A unit-compressible modular robotic system and its self-configuration strategy using meta-module

- A unit-compressible modular robot named as M-Lattice is presented.
- A special motion mode is used to reduce the local constraints in modular robotic system.
- The kinematics analysis of M-Lattice modular robot is carried out.
- A self-configuration strategy using meta-module is proposed to reduce the global constraints.
- Simulations show the proposed strategy has a fine performance in scalability and robustness.

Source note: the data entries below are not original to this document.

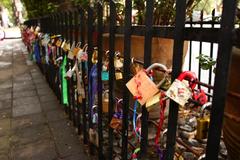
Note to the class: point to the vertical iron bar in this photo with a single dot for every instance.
(111, 75)
(84, 104)
(177, 67)
(90, 51)
(82, 27)
(221, 78)
(99, 80)
(200, 48)
(190, 49)
(211, 51)
(126, 76)
(70, 27)
(147, 62)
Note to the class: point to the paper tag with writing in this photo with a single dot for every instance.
(146, 87)
(179, 92)
(152, 101)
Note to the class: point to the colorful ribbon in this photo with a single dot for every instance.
(64, 81)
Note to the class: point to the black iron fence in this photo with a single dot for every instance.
(81, 25)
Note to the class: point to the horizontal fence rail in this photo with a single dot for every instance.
(80, 86)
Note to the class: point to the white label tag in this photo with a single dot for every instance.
(179, 92)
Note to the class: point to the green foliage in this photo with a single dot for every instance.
(36, 8)
(164, 11)
(8, 4)
(206, 62)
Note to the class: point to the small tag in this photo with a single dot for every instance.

Many modular robots can be configured together to constitute a system. However, it is yet difficult to accomplish the configuration tasks by modules themselves since there are many constraints in a system. Introducing the meta-module into control strategy may realize the self-configuration by reducing constraints. Based on this idea, this paper presents a novel self-configuration strategy for a unit-compressible modular robotic system. First, a hardware system called M-Lattice that allows to construct a planar hexagonal lattice of robots is introduced. By using a special motion mode to move modules, this system is able to reduce the local constraints. A kinematics analysis and two prototype robots are presented to demonstrate this ability. Then, a novel self-configuration strategy based on the concept of meta-module is proposed. The meta-module is a small group of basic modules that work cooperatively as one intelligent unit. Every meta-module can self-configure in the system by itself and the global constraints are effectively reduced at the same time. The overall performance of the proposed strategy is evaluated with simulations and the simulation results show that it has a fine performance in scalability as well as robustness.